As Jack’s progress improved, he regained his sense of humor and even knew who the golfers were competing in the Master’s tournament. On April 17, Jack was transferred to the rehab unit where he adjusted to a rigorous schedule to further improve his mobility, speech and memory.
On April 25, Jack was finally able to eat real food, climb stairs and do crossword puzzles. His brain was healing. Just one week later, Jack was able to ascend a full flight of stairs, walk without assistance, and even won a game of bean bag toss.
On May 9, after spending nearly 7 weeks in the Hospital, Jack went home. His double vision was finally gone. He continued his therapy as an outpatient with RIC at Silver Cross for a month. An angiogram on June 24 revealed Jack’s brain had healed. There were no signs of fistulas.
Ready to Hit the Links
A Eucharistic minister who volunteers on Wednesdays at the Hospital, Peg attributes Jack’s recovery to the power of prayer and the entire team at Silver Cross.
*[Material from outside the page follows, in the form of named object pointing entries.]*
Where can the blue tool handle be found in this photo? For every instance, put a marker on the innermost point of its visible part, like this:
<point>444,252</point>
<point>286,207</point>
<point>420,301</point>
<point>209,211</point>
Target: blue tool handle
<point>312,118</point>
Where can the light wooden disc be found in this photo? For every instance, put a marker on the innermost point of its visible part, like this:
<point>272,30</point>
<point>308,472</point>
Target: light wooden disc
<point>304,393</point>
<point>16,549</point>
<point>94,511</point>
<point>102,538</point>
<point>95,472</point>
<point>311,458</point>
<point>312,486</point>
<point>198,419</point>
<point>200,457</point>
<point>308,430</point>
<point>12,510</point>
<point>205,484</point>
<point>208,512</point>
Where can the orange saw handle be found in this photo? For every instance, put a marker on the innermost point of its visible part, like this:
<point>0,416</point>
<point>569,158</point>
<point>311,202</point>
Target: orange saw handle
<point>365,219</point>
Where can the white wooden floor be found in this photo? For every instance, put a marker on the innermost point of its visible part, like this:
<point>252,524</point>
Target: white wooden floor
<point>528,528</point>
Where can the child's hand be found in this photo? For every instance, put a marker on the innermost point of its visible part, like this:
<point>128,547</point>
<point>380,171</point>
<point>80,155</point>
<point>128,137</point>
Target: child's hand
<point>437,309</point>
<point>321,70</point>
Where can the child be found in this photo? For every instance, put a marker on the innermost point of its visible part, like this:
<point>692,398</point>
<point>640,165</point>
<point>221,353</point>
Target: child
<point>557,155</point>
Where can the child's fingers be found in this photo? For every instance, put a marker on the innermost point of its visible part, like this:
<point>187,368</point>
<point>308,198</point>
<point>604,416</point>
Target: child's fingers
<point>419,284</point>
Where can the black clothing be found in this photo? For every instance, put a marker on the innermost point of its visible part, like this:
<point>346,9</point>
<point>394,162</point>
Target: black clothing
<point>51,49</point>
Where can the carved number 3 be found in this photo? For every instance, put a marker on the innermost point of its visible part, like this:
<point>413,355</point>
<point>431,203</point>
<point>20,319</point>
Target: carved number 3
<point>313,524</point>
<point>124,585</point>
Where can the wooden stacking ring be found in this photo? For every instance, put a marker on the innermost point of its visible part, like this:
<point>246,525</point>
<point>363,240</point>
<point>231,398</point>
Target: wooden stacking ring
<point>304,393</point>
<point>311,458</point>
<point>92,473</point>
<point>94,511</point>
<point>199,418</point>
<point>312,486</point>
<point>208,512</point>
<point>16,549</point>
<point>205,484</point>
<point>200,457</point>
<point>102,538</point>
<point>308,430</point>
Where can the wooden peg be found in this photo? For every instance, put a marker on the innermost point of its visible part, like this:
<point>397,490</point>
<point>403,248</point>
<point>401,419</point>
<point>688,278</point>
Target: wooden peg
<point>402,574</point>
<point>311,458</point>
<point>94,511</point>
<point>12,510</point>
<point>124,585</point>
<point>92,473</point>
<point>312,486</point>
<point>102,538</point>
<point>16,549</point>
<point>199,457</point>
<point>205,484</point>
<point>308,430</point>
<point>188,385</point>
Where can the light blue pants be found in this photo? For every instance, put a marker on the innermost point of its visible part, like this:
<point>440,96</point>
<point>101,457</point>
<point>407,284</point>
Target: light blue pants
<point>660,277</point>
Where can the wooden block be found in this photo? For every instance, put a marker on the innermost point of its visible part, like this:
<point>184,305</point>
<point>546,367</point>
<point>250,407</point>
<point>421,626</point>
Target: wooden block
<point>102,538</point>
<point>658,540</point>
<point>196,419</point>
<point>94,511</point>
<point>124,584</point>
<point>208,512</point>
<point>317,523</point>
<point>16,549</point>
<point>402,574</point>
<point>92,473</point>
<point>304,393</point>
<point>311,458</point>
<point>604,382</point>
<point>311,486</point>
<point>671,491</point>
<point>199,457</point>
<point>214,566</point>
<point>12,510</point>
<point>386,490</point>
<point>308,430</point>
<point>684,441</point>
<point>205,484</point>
“They were supportive and never gave up always thinking out of the box to help Jack; especially Dr. Burgess who would always calm me down and listen to my concerns,” said Peg. “He is a very caring physician and sensitive to both the patient and family’s needs.”
Peg adds, “When something like this happens, you don’t always get to choose your doctors and nurses. Anyone who gets Dr. Burgess and the rest of the Silver Cross staff is very fortunate.”
The Sheehans recently moved to Orland Park to be closer to their children and grandchildren. Jack is back golfing, although he admits the game will never be the same. He also helps Peg out around the house—even cooking and cleaning. Peg’s Jack is back!